Throughout humankind's history, we've driven species after species extinct: the passenger pigeon, the Eastern cougar, the dodo ... But now, says Stewart Brand, we have the technology (and the biology) to bring back species that humanity wiped out. So — should we? Which ones? He asks a big question whose answer is closer than you may think.
Michael Archer How we'll resurrect the gastric brooding frog, the Tasmanian tiger
The gastric brooding frog lays its eggs just like any other frog — then swallows them whole to incubate. That is, it did until it went extinct 30 years ago.
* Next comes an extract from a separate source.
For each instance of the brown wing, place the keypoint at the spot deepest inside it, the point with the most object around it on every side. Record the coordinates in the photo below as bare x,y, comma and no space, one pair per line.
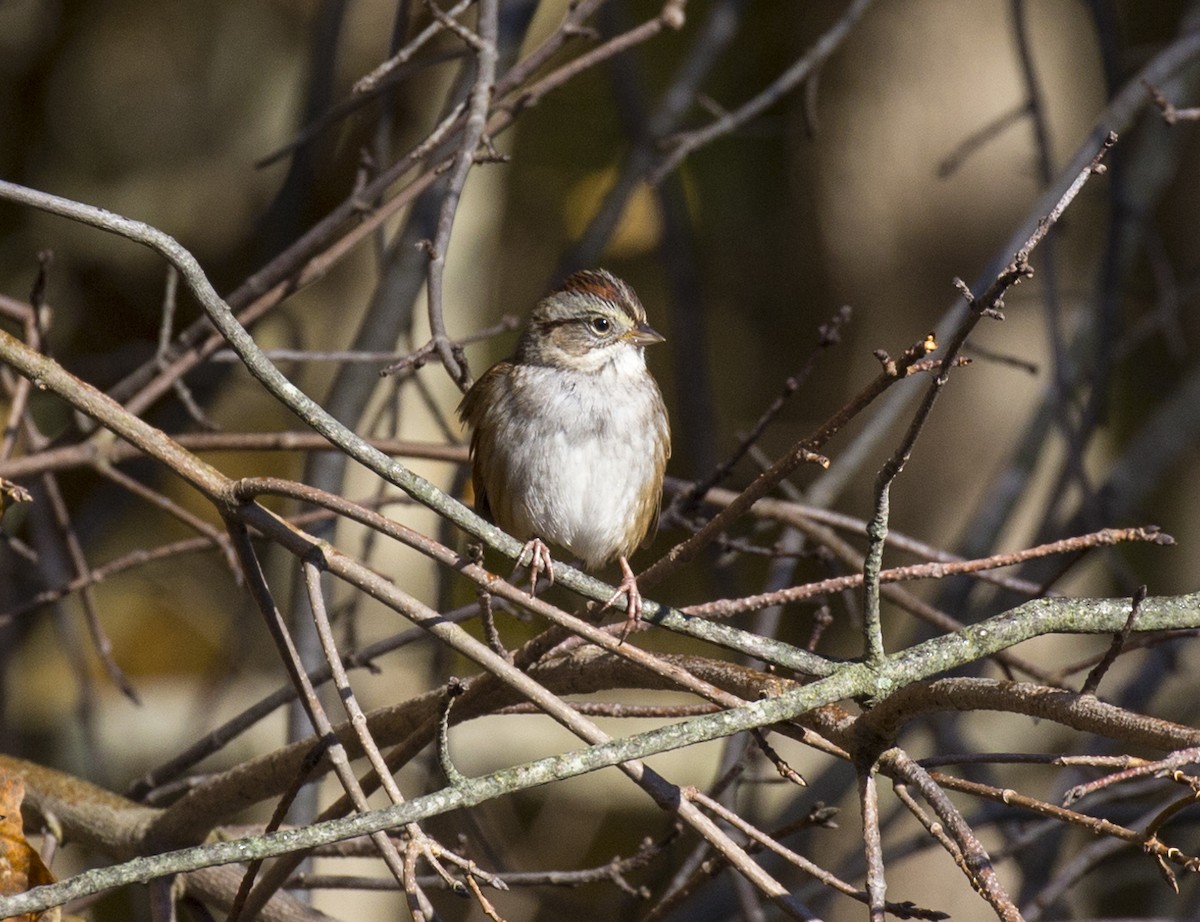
473,412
Paleontologist Michael Archer makes a case to bring back the gastric brooding frog and the thylacine, commonly known as the Tasmanian tiger.
George Monbiot For more wonder, rewild the world
Wolves were once native to the US' Yellowstone National Park — until hunting wiped them out. But when, in 1995, the wolves began to come back (thanks to an aggressive management program), something interesting happened: the rest of the park began to find a new, more healthful balance. In a bold thought experiment, George Monbiot imagines a wilder world in which humans work to restore the complex, lost natural food chains that once surrounded us.
Hendrik Poinar Bring back the woolly mammoth!
It’s the dream of kids all around the world to see giant beasts walk the Earth again. Could — and should — that dream be realized? Hendrik Poinar talks about the next big thing: the quest to engineer a creature that looks very much like our furry friend, the woolly mammoth. The first step, to sequence the woolly genome, is nearly complete. And it’s huge.
Ellen Jorgensen What you need to know about CRISPR
Should we bring back the wooly mammoth? Or edit a human embryo? Or wipe out an entire species that we consider harmful? The genome-editing technology CRISPR has made extraordinary questions like these legitimate — but how does it work? Scientist and community lab advocate Ellen Jorgensen is on a mission to explain the myths and realities of CRISPR, hype-free, to the non-scientists among us.